31 Days, 31 People

I have to imagine a lot of us have memories of those one or two teachers throughout our school days that left an impact on our life. In high school there were two for me, Mrs. McHenry who I wrote about the other day, and Mr. Williamson, my art teacher.

Mr. Williamson was fairly short in stature and he had a well-trimmed graying beard. A lot of the kids called him Papa Smurf. The art room was a walk across the football field away from the rest of our small town high school. The walls of the room were covered with student art and magazine articles of other artists work. I still remember the earthy smell of the red clay we used for ceramics projects. The art room was kind of a sanctuary for kids like me.

I think I had the art bug from a pretty early age, but learning from someone like Mr. Williamson really ingrained it into my system. I took at least one art class every year from grades 7–12. Yep, there was only one art teacher, but Mr.
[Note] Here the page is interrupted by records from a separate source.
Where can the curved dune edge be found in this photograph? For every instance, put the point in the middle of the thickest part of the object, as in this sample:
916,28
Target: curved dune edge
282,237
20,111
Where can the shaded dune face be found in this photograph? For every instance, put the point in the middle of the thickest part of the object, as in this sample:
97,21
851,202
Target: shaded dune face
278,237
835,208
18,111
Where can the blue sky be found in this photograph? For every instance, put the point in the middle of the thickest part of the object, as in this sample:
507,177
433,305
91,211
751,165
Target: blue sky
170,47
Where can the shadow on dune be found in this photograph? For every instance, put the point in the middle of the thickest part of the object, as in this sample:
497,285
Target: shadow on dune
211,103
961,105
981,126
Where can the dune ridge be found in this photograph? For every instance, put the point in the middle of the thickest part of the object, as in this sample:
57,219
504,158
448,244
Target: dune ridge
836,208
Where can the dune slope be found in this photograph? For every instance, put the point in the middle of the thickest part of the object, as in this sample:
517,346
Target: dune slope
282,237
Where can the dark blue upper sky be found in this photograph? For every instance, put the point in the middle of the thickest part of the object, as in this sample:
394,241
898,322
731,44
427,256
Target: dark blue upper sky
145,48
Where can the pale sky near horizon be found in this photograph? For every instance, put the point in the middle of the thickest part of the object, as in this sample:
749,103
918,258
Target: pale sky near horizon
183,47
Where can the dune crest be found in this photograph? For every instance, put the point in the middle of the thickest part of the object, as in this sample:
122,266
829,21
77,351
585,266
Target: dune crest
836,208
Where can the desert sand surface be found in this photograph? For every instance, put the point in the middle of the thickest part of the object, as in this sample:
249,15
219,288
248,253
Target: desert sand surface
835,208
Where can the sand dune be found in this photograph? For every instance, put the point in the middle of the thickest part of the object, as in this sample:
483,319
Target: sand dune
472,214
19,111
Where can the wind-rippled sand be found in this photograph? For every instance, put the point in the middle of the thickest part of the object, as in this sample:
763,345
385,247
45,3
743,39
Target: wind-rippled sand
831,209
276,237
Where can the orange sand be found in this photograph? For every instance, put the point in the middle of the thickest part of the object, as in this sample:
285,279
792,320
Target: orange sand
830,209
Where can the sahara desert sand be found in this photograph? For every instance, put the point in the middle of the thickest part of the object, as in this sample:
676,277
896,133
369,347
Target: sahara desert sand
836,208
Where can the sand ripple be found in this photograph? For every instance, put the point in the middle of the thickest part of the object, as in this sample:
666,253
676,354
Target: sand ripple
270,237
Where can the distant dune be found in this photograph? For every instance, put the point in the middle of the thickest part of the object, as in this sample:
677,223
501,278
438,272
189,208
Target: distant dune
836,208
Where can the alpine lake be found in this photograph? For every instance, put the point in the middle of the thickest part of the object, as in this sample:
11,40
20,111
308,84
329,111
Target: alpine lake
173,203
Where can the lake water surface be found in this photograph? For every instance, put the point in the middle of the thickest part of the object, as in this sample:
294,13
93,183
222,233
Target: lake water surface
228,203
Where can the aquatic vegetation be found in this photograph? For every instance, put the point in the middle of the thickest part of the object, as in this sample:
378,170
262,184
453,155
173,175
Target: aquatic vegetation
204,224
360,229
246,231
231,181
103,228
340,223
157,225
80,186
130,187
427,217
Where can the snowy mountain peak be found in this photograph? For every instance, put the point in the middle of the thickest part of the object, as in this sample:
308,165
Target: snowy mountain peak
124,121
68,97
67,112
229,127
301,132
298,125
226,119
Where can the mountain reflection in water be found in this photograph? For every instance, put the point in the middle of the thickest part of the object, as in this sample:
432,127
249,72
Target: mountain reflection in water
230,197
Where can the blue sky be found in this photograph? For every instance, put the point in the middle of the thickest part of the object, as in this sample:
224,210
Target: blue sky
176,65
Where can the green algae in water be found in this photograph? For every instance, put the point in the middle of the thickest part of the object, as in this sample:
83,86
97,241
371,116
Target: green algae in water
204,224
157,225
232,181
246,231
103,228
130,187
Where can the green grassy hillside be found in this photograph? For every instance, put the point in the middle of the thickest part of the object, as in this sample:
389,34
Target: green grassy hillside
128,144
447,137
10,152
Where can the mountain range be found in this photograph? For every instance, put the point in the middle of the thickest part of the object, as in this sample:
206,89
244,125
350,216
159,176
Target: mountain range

Williamson was incredibly well rounded as an artist. He taught us studio practices in photography, drawing, painting, ceramics and everything in between. The more classes you took the more depth of practice you’d gain. Every topic was hands-on learning.

Mr. Williamson was also a runner and coached the long distance running team. I didn’t really become much of a distance runner until after high school, but I remember going to visit him after high school when he still lived in Lincoln County, to let him know I’d finally experienced what he was talking about regarding connection between running and creativity. Running became a hugely important catalyst for me in clarity of mind and resourcefulness in creativity for a lot of years.

Mr. Williamson had an endearingly grumpy personality most of the time, but you could get past the grumpiness if you could show him you genuinely wanted to learn what he had to teach. I’m so incredibly grateful that I had the opportunity to learn from this true artist who, to this day, lives, breathes and practices his craft. Mr. Williamson always demonstrated that he knows who he is and what he loves, and he lives it. I learned from Mr. Williamson that the art you make is nothing without the life you live, the lessons you learn. What you take in from the world shapes what you put back out there. And it’s important to keep putting soul-filled work back out there.

I found an artist profile page for Mr. Williamson here, it was neat to see he hasn’t changed a bit.